What about GTA stands out, exactly?
GTA is a really interesting game. I’ve been tripping on it. One of the things that I’ve noticed is that, as games approach graphical realism, they need to employ methods to take our attention away from that realism. They’re loaded with all these features and distractions that take away from the uncanny valley effect. GTA is a triumph of that. It’s really good at distracting you from the uncanniness—at exploiting those really insane entertainment factors.
Is that something you find yourself doing with your records? Do you feel the need to avert attention from the uncanniness of experimental electronic music?

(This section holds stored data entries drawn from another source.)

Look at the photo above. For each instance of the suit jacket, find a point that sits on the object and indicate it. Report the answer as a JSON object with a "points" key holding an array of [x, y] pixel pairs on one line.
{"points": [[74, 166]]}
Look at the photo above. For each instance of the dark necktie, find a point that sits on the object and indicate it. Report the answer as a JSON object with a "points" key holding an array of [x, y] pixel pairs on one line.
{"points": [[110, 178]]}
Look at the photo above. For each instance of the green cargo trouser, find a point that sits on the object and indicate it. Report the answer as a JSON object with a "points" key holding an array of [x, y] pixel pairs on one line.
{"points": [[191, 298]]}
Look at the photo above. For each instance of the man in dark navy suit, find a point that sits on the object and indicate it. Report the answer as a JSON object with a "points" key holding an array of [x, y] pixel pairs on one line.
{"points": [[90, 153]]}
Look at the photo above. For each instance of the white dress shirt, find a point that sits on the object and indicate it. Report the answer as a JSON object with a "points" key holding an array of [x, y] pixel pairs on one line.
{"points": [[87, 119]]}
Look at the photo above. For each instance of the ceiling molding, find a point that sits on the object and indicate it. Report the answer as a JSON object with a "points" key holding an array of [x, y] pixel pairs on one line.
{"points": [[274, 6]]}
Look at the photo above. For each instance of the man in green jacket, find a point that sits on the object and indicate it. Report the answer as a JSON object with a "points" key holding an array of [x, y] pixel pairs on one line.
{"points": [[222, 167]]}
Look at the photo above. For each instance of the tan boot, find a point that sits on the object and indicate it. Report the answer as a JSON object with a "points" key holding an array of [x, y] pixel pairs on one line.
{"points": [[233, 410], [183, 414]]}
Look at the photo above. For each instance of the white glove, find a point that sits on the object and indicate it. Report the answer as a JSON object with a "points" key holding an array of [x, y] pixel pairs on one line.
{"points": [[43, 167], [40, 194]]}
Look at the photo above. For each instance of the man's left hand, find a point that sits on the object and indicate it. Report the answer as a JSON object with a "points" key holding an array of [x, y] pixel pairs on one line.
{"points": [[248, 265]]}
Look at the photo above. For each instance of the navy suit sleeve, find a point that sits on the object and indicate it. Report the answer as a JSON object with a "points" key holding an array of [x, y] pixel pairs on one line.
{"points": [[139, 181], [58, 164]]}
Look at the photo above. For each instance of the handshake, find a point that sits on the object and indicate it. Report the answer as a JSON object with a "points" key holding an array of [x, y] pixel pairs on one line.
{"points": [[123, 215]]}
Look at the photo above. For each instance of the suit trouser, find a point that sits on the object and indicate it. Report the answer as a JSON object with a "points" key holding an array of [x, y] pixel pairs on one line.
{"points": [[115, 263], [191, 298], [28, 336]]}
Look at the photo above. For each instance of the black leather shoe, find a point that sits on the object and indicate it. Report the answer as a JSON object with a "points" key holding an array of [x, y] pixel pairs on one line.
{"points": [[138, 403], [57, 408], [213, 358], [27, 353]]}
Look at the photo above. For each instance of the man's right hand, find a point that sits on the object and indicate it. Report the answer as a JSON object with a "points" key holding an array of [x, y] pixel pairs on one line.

When I did Far Side Virtual, that was definitely a huge part of what inspired me. I wanted it to have a hyperreal gloss. I wanted to reference the hidden uncanniness of something like Pixar. With Pixar, it seems like they’re aware of the uncanny valley factor, so they pad it by making things a little bit more cartoony. They ride the edge of it. I wanted Far Side Virtual to have that same aesthetic, where it has a cartoon facade, but also to speak to the sinister nature of the uncanniness in the world.
As games approach graphical realism, they need to employ methods to take our attention away from that realism.
Now that you mention it, you really can see the exaggerated style everywhere, which as you say is meant to take people’s minds off the fact that they’re doing all this digital stuff. To me, it brings to mind the happy art style of Facebook games.
You see it in Google ads too. They have a sort of fake customer service, human-to-human contact thing. It adds some padding to this otherwise really harsh realization that we’re interacting with a lot of lifeless things.
Is that idea also a part of NYC HELL 3:00 AM?
For this record I just started writing everything down. I started from a lyrical standpoint. I just sort of captured things. In the end, the record became an urban excavation, capturing the digital isolation and a loneliness of urban living.
You sing on the album, but you also utilize a speech synthesis voice. Why did you use such a jarring sound between songs?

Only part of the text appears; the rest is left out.